What is the power of quotient property?

Answer 1

Hint: We will start by writing the definition of quotient, power and understand the concepts. Then, we will write the general formula as \[{{\left( \dfrac{a}{b} \right)}^{x}}=\dfrac{{{a}^{x}}}{{{b}^{x}}}\] . Next we will consider an example and simplify it using this concept.

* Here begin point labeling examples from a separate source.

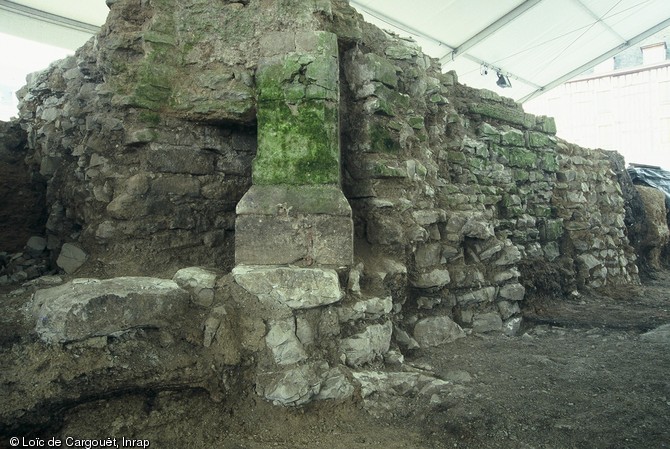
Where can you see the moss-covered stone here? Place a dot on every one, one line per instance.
(503, 113)
(539, 140)
(401, 51)
(513, 137)
(520, 157)
(456, 157)
(417, 122)
(381, 70)
(520, 175)
(551, 230)
(542, 211)
(488, 132)
(382, 140)
(546, 124)
(297, 145)
(549, 162)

Complete step by step solution:
When the numerator and denominator are raised to the same power separately then after division power of the quotient obtained will also be the same.
We can say that;
\[{{\left( \dfrac{a}{b} \right)}^{x}}=\dfrac{{{a}^{x}}}{{{b}^{x}}}\]………………….. (i)
For example;
\[{{\left( \dfrac{1}{2} \right)}^{2}}=\dfrac{{{1}^{2}}}{{{2}^{2}}}=\dfrac{1}{4}\]
Now, we can verify this property by taking an example;
\[\Rightarrow {{\left( \dfrac{9}{3} \right)}^{2}}=\dfrac{{{9}^{2}}}{{{3}^{2}}}=\dfrac{81}{9}=9\]
On dividing 81 by 9, we get a result as 9.
Now division will be done ahead of applying power;
\[\Rightarrow {{\left( \dfrac{9}{3} \right)}^{2}}={{\left( 3 \right)}^{2}}=9\]
In both cases the result is the same. Hence, we had verified the power of quotient property.
We can feel like this rule is not that much useful in case of numerical type fractions but when it comes to solving algebraic expressions this rule is very useful.
Let us take an example of an algebraic expression;
\[{{\left( \dfrac{a+b}{2a} \right)}^{2}}\]………………… (ii)
It will be very difficult to simplify this algebraic expression without separating the power in numerator and denominator.
Now using power of quotient property;
Equation (ii) can be written as;
\[\Rightarrow \dfrac{{{\left( a+b \right)}^{2}}}{{{\left( 2a \right)}^{2}}}\]
Applying power, we get;
\[\Rightarrow \dfrac{\left( {{a}^{2}}+{{b}^{2}}+2ab \right)}{4{{a}^{2}}}\]
Hence, we conclude that power of quotient property is very useful for solving algebraic equations.

Note: The best method to solve such questions is to explain the concept and write an example to reinforce our understanding. We should remember that this property can be applied to terms containing different numerator and denominator, as well as containing variables, constants, expressions.